Here is Warren's story in his own words:


As for me, I am 70 years old this year. I’ve almost totally defeated my

osteoporosis with extra calories and lots of daily walking. For my next

DEXA scan, I hope to show no osteopenia. That will mean I have no comorbidities. Zero. I did have Gleason grade 7 prostate cancer laparoscopic surgery in 2008, about 7 years ago. I am formally cancer free (malignancy totally self-contained within the prostatic fascia).


However, I do take daily baby aspirin (started in Apr 2012) to protect against possible cancer metastasis.


[information about baby aspirin benefits snipped for brevity - DP]

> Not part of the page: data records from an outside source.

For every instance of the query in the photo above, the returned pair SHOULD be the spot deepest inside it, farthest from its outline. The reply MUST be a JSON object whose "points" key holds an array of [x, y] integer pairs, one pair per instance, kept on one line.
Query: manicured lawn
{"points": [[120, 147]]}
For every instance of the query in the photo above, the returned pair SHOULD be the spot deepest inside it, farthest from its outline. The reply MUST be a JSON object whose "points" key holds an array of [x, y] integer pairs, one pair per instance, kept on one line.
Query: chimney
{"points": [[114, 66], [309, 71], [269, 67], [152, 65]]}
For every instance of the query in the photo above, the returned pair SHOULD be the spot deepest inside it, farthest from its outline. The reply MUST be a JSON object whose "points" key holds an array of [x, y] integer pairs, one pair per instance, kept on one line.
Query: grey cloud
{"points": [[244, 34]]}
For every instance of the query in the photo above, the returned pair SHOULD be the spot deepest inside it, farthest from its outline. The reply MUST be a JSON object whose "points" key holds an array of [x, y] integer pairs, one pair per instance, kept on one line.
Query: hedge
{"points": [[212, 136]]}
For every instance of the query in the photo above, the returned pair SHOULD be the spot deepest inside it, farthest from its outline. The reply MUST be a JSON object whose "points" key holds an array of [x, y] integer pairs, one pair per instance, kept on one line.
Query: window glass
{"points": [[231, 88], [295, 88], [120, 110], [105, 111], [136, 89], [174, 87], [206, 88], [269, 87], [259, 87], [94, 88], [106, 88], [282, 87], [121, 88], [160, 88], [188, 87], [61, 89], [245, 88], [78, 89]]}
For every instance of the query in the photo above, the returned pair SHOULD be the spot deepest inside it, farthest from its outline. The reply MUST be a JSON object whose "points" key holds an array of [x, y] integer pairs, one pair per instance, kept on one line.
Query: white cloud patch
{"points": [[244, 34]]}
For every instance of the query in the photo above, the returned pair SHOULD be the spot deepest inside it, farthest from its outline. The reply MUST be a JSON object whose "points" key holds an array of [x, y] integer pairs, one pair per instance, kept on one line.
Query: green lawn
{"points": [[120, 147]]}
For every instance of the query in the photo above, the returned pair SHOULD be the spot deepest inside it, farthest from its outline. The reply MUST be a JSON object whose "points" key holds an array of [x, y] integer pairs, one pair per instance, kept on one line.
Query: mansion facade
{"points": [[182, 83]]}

I do continue to do quite a bit of research into classical allopathic medicine. All of my blood tests are within normal bounds now, so I am not very much calorie restricted at present, with a BMI between 22 to 24, depending on whether you take my original height (66 inches) or current height (63 inches), my having lost 3 inches over the past 10 years.


I’m not really much excited about CR any more, due to the way I have seen practitioners skip medical testing, with some of them severely restricted, with little or no medical testing (esp skipping DEXA scans, and failing to track bone density over the years). I did suffer a whole flock of hairline rib fractures back about 12 years, which were so crippling and painful, that I could not gamble with bone health any more.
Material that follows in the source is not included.